In fact, in making the rounds, the league would be much smarter to target Richie's Tour De Franchises with interview abilities on the day BEFORE a scheduled home game rather than the pre-game rush jobs when most writers are focused on the floor action while presidential visits are notebook fodder.
As for those worried about Richie's ability to make the basketball decisions involving franchise relocation, etc., without a sports background, understand it is Stern and the NBA elders as well as WNBA board of directors calling the shots.
Ackerman, off her lawyer expertise, and Orender, off her ability to size up situations via her many franchise visits, had major input.

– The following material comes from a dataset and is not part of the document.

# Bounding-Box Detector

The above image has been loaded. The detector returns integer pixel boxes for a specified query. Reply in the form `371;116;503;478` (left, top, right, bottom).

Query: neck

Whoever pulls the trigger on major issues, it will still be placed under the signature of Richie.
In terms of player issues, besides the WNBA home office reps, the Guru has been told that the major player from day one back in 1997 is legal counsel Jamin Dershowtiz, who has been helpful to general managers and coaches, especially in terms of player contracts and endorsements.
And the fact that Richie will report directly to NBA deputy commissioner and chief operating officer Adam Silver instead of NBA Commissioner David Stern, that's not really a big thing.
Stern has much on his plate on the NBA side and Silver is in close enough contact that if Stern is needed to get involved in something he will, and if not, he won't, as long as he is made knowledgeable of all that he needs to know.
This league is still his baby, which is now in its formative years.
Richie's job is to bring the child into full adulthood.